Understanding Coq - Part 3 - Type Checking

Outline ------- Next post: Part 4 - Compilation ------- Previous post: Part 2 - The Calculus of Inductive Constructions

In this blog post I'll walk through the approach I took to type check the Calculus of Inductive Constructions (CoIC).

A special feature of the CoIC is that every construct in the CoIC has a type (even types themselves). So, in each subsection, I will look at how to type-check one construct of the CoIC and what the type of each language construct is.

Understanding Coq - Part 3 - Type Checking

Running Example

This post will use the Vector type and the append function for vectors to illustrate the type checking process.

1  Inductive Vector (T : Set) : Natural -> Set :=
2  | Nil : Vector T Zero
3  | Cons (head : T) 
4         (tail_length : Natural) 
5         (tail : Vector T tail_length) 
6         : Vector T (Successor tail_length). 
7  
8  Fixpoint append (T : Set) (n m : Natural) (a : Vector T n) (b : Vector T m) : Vector T (add n m) :=
9  match a with
10  | Nil (_ : Set) => b
11  | Cons (T : Set) (head : T) (tail_length : Natural) (tail : Vector T tail_length) => 
12        Cons T head (add tail_length m) (append T tail_length m tail b).

Some Syntax

The following syntax thing1 : thing2 should be read as "the type of thing1 is thing2." For example, in C we could say 4.2 : float, or the type of 4.2 is the type float.

Sorts

Let's begin with one of the most basic, from a type checking perspective, language constructs, sorts. A sort is either the value Set, Prop, or Type i where i is a natural number. As we saw in the List, Vector, and modus_ponens example from the previous blog post, Set and Prop let us represent the type of types that are relevant to computing or proofs respectively.

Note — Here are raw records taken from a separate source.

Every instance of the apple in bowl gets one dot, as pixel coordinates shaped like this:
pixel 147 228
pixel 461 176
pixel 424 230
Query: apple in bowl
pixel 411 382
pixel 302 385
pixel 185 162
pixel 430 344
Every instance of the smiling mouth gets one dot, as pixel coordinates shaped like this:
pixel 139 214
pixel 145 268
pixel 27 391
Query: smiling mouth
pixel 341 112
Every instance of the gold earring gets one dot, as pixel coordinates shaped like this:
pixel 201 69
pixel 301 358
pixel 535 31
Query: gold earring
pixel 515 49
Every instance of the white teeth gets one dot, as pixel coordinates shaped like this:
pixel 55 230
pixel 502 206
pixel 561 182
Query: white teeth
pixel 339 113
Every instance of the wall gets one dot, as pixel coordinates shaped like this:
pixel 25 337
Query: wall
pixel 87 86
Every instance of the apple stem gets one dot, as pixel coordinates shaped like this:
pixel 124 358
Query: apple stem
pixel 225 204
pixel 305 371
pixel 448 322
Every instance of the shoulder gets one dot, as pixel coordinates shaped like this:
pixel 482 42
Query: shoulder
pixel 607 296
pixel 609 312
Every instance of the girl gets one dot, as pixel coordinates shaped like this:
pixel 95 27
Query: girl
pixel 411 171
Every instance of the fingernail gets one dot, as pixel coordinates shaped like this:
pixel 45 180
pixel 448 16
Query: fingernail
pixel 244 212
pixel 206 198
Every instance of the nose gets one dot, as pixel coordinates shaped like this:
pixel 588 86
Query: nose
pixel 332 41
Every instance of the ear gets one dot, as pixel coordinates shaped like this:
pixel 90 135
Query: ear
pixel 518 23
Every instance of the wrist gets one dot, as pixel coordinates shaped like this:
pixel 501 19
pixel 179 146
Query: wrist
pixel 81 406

Since every language construct in Coq has a type, it would make sense to ask what is the type of Set and Prop is. Well, the type of Set and Prop is, for lack of a better name, Type 1. Continuing this line of thinking, the type of Type 1 is Type 2, the type of Type 2 is Type 3, and the type of Type n is Type (n + 1). This defines an infinite hierarchy of types having types. This concept is referred to as type universes.

Type universes have a substantial impact on the type checking process, particularly with references to global constants, inductive types, and the constructors of inductive types. However, I don't have a strong understanding of how they work. Although there are good resources to understand how to use type universes as a programmer (like Adam Chlipala's textbook's chapter on universes), I struggled to find approachable resources that talked about how to implement type universes. For this reason, my type checker does not handle any of the effects that type universes have on other parts of the CoIC.

Below are some examples:

Natural : Set
Set : Type 1
Prop : Type 1
Type 1 : Type 2
Type 34 : Type 35

Some Definitions

Before going further we need to define two terms:

well-formed: Something is well-formed if it type checks.
well-sorted: Something is well-sorted if it is well-formed and its type is a sort.

Global & Local Environments

Throughout the type checking process, we'll need a way to represent what variables and names are available to use. We accomplish this by using a global and local environment.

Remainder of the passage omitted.